One of the latest pernicious extrapolations being used to pursue Brexit is the idea that because 85% of the Electorate voted for Conservative or Labour, hence 85% of people voted for Brexit.
There are multiple reasons why this isn’t the case, but the best one is to compare directly to the 2016 single issue Referendum.
In the General Election 2017 only one major party stood on a single issue – the Conservatives. Labour explicitly said they stood on multiple issues and rejected the idea that the election was only about Brexit.
Unfortunately for Leavers the Conservatives did not do this. They were very clear. The reason they were holding the election was to give May the mandate for Brexit. To strengthen her hand in the negotiations.

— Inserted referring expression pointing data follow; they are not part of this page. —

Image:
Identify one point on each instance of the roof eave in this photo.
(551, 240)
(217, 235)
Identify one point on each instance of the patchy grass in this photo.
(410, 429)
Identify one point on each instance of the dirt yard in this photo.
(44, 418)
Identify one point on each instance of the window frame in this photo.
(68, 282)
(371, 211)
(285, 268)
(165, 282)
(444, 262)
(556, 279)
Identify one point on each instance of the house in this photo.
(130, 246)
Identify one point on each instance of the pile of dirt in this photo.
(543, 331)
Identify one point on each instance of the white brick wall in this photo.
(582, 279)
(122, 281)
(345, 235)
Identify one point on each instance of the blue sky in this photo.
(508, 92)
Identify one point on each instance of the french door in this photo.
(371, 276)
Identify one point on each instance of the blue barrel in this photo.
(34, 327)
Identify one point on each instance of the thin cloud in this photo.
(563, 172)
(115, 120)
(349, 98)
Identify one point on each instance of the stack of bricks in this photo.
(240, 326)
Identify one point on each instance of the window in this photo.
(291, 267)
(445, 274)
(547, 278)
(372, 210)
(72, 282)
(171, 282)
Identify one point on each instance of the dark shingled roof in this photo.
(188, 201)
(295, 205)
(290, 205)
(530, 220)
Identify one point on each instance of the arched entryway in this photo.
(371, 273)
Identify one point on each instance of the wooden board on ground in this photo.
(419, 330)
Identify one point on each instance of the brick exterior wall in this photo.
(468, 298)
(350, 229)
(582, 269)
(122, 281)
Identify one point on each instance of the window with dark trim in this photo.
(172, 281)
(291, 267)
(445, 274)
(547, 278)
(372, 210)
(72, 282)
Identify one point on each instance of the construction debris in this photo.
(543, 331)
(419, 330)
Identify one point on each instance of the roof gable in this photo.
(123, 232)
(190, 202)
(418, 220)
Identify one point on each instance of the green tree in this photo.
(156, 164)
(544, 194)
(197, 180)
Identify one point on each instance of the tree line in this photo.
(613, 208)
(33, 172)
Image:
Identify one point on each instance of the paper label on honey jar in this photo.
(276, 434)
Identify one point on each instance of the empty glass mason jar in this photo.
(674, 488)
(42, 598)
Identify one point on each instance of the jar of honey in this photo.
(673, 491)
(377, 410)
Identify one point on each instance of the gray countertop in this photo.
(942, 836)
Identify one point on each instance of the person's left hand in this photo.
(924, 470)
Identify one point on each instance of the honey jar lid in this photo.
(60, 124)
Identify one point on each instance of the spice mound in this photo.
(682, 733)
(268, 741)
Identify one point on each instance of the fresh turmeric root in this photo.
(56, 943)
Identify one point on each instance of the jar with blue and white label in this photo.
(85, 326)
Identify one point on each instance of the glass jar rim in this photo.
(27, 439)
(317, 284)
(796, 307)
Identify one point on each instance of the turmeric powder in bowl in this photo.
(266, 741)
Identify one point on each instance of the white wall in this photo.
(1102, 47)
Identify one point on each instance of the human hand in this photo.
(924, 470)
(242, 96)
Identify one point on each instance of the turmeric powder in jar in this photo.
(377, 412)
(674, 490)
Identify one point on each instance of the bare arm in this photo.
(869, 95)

Much like Cameron set the terms for EURef 2016, May set the terms for GE17. She made it clear in her starting speech, her ending speech and numerous times inbetween that the election and her mandate, despite any side discussions, was all about Brexit and leading Brexit Negotiations.
So if we’re to follow the logic of single issue voting the right statistic to look at is how many people supported the single issue Conservative manifesto on Brexit. The answer is simple Maths. 40% of the Electorate voted Tory*, hence…
60% of the Electorate rejected the Brexit Manifesto at the last Election.
And since elections overwrite any previous votes or referenda, It’s seems we should now be cancelling Negotiations, cancelling The Great Repeal Bill and petitioning the EU to withdraw Article 50.
*update. To be entirely objective the UKIP vote was 1.8% also, arguably, a single issue manifesto.